Journal of Glycobiology
Open Access

ISSN: 2168-958X

+44 20 3868 9735

Abstract

Anti-Tumour and Chemosensitising Effect of a Combination of Bromelain + N-Acetyl Cysteine with Cisplatin or 5-Fu on Malignant Peritoneal Mesothelioma Cells

Krishna Pillai, Javid Akhter, Anahid Ehteda, Samina Badar, Terence C Chua and David L Morris

Background: Malignant Peritoneal Mesothelioma (MPM) is a rare asbestos related peritoneal neoplasm. Survival is normally poor however, cytoreductive surgery and hyperthermic intraperitoneal chemotherapy has increased survival in some patients. Hence, new therapies are needed. MUC1 is a glycosylation dependant protein associated with tumour invasiveness, metastasis and chemo resistance. Bromelain, a cysteine proteinase, hydrolyses glycosidic bonds, whilst N-Acetyl cysteine reduces disulphide bonds in glycoprotein. Hence, we investigated the anti-tumour effect of these agents in MUC 1 expressing MPM cell lines.

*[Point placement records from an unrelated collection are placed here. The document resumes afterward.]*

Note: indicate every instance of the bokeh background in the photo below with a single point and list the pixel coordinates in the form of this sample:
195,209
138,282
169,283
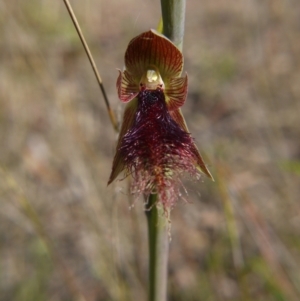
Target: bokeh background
65,235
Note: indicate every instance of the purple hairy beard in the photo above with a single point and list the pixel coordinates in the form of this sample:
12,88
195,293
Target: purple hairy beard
157,151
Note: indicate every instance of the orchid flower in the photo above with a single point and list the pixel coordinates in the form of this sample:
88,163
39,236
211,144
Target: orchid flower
155,146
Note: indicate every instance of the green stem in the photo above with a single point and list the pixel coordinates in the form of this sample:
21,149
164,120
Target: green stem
158,250
173,13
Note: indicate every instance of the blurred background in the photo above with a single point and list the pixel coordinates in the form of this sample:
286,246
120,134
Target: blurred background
65,235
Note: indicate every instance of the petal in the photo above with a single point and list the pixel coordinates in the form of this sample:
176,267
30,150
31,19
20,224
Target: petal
178,117
126,86
128,119
152,48
176,92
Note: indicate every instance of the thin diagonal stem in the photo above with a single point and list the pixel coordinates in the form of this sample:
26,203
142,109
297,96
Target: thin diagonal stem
92,62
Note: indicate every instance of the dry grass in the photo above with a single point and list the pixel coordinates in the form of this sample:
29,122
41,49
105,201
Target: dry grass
65,236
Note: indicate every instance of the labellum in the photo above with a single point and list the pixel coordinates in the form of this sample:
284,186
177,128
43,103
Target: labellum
154,145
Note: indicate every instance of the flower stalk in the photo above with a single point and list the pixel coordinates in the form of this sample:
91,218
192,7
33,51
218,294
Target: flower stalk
173,14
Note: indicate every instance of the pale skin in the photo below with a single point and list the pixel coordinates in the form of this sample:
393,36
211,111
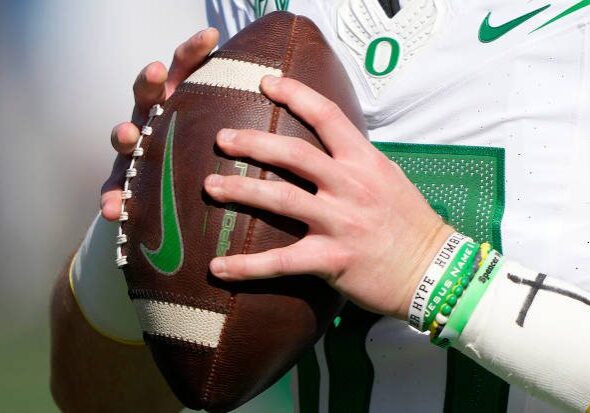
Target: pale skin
371,233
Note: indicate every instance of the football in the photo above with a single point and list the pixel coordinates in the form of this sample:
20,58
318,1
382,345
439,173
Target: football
219,344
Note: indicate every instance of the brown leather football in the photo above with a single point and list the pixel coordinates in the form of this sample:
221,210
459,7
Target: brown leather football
219,344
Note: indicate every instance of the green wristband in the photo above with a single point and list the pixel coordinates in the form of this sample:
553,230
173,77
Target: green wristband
471,298
461,265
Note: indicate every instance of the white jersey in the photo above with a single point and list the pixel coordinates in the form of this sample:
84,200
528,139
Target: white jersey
495,89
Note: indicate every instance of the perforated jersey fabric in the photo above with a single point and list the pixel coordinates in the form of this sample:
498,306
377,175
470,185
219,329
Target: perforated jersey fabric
510,108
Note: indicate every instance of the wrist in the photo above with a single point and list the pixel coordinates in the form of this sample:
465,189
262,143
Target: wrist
431,248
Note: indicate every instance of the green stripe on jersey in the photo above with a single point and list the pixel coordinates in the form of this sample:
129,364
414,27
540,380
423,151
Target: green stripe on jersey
465,185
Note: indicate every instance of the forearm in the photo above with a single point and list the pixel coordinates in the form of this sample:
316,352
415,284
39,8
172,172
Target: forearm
527,328
532,330
90,372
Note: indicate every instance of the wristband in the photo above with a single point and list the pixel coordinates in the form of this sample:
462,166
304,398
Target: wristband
431,277
453,277
471,298
99,286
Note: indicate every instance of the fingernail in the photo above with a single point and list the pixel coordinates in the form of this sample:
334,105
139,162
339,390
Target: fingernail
218,267
214,180
270,81
227,135
201,34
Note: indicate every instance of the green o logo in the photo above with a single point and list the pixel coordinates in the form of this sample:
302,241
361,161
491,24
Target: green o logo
382,56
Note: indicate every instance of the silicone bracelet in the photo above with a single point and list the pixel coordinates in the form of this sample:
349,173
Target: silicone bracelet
465,307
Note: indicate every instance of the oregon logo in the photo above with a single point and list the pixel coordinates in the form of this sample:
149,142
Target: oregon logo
228,222
382,56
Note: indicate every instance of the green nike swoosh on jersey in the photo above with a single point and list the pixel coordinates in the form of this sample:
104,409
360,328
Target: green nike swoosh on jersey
489,33
168,257
574,8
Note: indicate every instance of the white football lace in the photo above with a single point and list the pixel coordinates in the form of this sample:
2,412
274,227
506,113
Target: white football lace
130,173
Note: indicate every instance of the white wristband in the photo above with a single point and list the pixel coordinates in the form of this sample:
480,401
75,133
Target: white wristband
99,286
437,268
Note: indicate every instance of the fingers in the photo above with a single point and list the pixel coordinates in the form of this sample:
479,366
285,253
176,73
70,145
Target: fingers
149,88
110,199
278,197
293,154
110,204
272,263
337,132
124,137
189,56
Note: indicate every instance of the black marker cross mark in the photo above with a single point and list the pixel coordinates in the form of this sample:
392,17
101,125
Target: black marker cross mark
537,285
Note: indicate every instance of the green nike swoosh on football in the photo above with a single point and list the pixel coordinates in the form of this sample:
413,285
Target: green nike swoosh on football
168,257
489,33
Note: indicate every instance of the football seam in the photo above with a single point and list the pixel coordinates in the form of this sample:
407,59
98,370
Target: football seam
166,296
177,341
232,94
135,183
248,57
274,121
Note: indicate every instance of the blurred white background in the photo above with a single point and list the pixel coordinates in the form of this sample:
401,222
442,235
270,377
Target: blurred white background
66,70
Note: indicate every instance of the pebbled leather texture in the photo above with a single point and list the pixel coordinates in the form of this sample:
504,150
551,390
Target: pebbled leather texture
269,323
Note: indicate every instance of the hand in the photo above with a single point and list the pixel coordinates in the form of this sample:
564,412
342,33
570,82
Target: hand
371,233
154,84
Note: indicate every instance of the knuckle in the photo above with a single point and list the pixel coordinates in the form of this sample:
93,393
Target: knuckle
288,198
180,52
328,111
283,262
298,150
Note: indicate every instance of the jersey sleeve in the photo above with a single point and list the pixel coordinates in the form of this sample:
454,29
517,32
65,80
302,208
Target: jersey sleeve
229,16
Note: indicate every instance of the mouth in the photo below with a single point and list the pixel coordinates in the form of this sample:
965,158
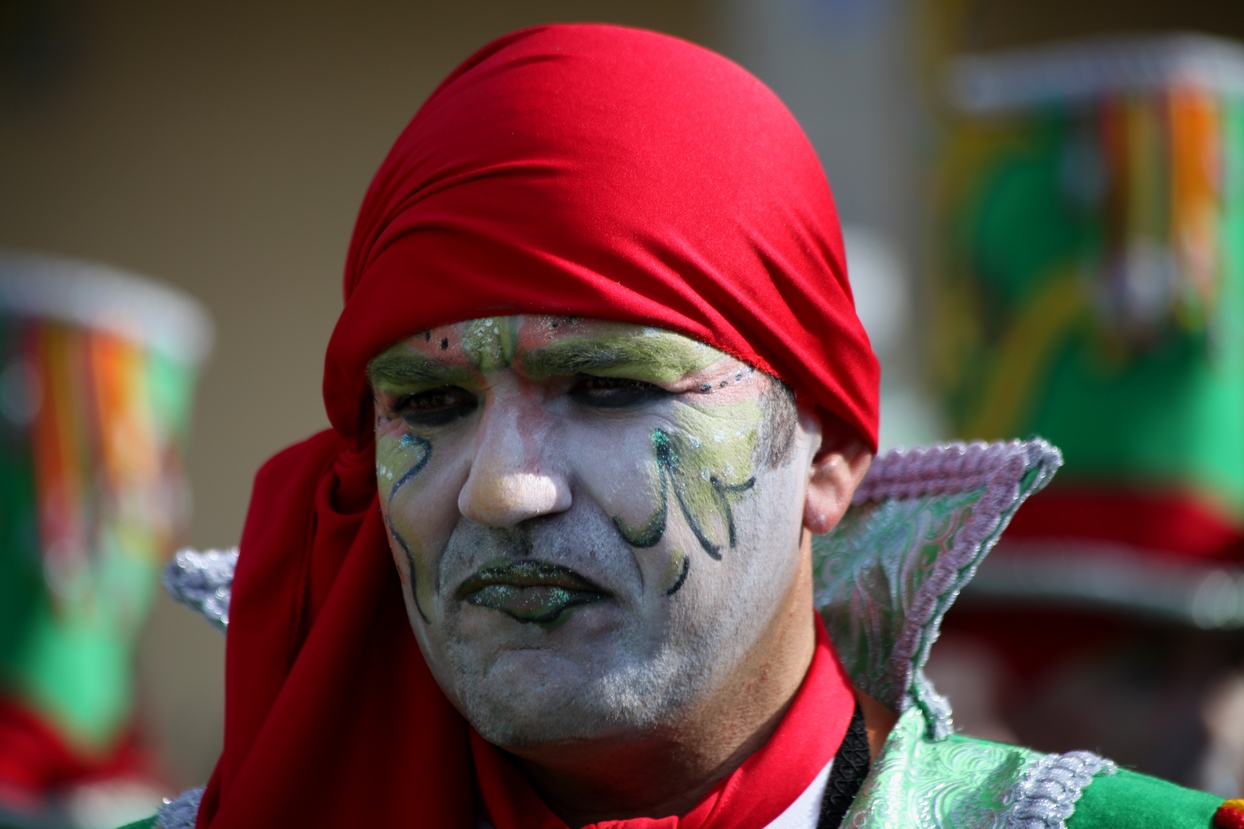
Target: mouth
529,591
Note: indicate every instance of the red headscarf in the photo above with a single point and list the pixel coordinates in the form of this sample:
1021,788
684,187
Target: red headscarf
586,171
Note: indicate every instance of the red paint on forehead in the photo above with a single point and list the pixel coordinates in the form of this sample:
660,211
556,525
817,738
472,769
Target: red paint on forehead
607,173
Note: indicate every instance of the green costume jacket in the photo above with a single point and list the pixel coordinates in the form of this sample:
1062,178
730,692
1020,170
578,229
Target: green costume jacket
918,528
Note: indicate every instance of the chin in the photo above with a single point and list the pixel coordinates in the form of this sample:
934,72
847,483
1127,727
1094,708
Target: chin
533,698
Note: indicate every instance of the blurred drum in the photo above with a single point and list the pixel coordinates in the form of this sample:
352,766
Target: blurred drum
97,372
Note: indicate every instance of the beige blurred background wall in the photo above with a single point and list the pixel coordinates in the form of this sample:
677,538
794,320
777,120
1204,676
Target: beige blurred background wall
224,148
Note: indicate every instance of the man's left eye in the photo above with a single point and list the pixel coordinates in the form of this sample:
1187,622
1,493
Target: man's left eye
613,392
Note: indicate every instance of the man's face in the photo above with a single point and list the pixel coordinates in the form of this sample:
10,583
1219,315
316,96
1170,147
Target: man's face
594,522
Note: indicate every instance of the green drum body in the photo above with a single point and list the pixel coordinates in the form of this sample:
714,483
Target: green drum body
1091,260
96,377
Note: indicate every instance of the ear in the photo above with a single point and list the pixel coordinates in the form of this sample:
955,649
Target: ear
837,468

Materials and Methods: The cell lines were treated to various concentrations of bromelain, NAC and combinations of NAC + bromelain, NAC + bromelain + cisplatin or 5-FU. Their cell viabilities were assessed at 48 hours with sulfhordamine B assay. Finally, with western blotting, the effect of NAC and the combination of NAC + bromelain on cellular survival proteins were investigated.

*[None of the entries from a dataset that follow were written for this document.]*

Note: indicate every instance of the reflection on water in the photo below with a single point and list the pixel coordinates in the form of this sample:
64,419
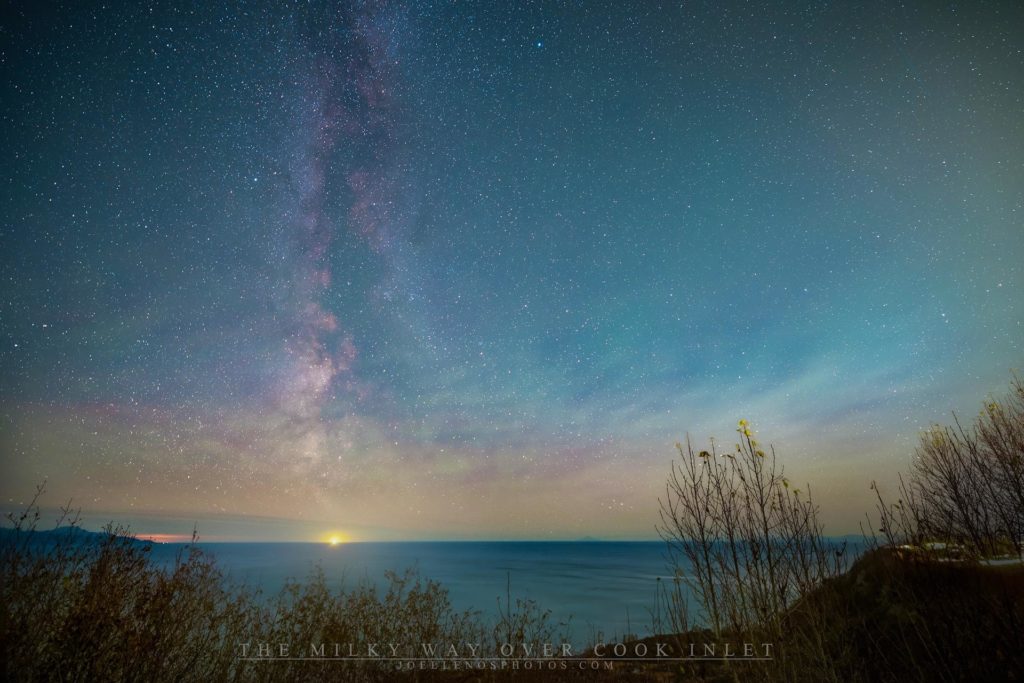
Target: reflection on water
602,586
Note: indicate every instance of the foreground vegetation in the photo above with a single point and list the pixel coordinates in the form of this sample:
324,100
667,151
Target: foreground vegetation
926,602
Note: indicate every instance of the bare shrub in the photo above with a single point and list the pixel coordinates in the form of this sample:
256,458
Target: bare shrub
749,545
966,486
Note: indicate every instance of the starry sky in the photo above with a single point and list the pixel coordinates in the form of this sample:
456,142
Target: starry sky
412,270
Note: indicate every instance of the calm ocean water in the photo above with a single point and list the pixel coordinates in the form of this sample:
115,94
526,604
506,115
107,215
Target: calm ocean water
603,587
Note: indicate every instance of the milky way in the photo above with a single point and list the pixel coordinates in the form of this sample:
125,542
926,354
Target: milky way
421,270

Results: Combination of NAC (10 mM) with bromelain (75 ug/ml) showed 97% and 88% cell proliferation inhibition in YOU and PET cells, respectively. In triple combination, the addition of cisplatin to only 5.0 mM NAC and bromelain increased cytotoxicity in YOU cells but absent at 10.0 mM NAC concentration. However, in PET cells, triple combinations with cisplatin had no effect.

The addition of 5-FU in triple combinations showed an increase in cytotoxicity with 5.0 mM NAC and bromelain in YOU cells. No increase in cytotoxicity was seen with addition of 10 mM NAC. In PET cells, the addition 5-FU to 5.0 mM NAC + 50 ug/ml bromelain, enhanced cytotoxicity significantly but was absent at all other combinations.

Conclusion: The combination of bromelain and NAC may be developed as anti-tumour agents for treating MPM, with a possible role in combined therapy with current chemotherapeutic agents.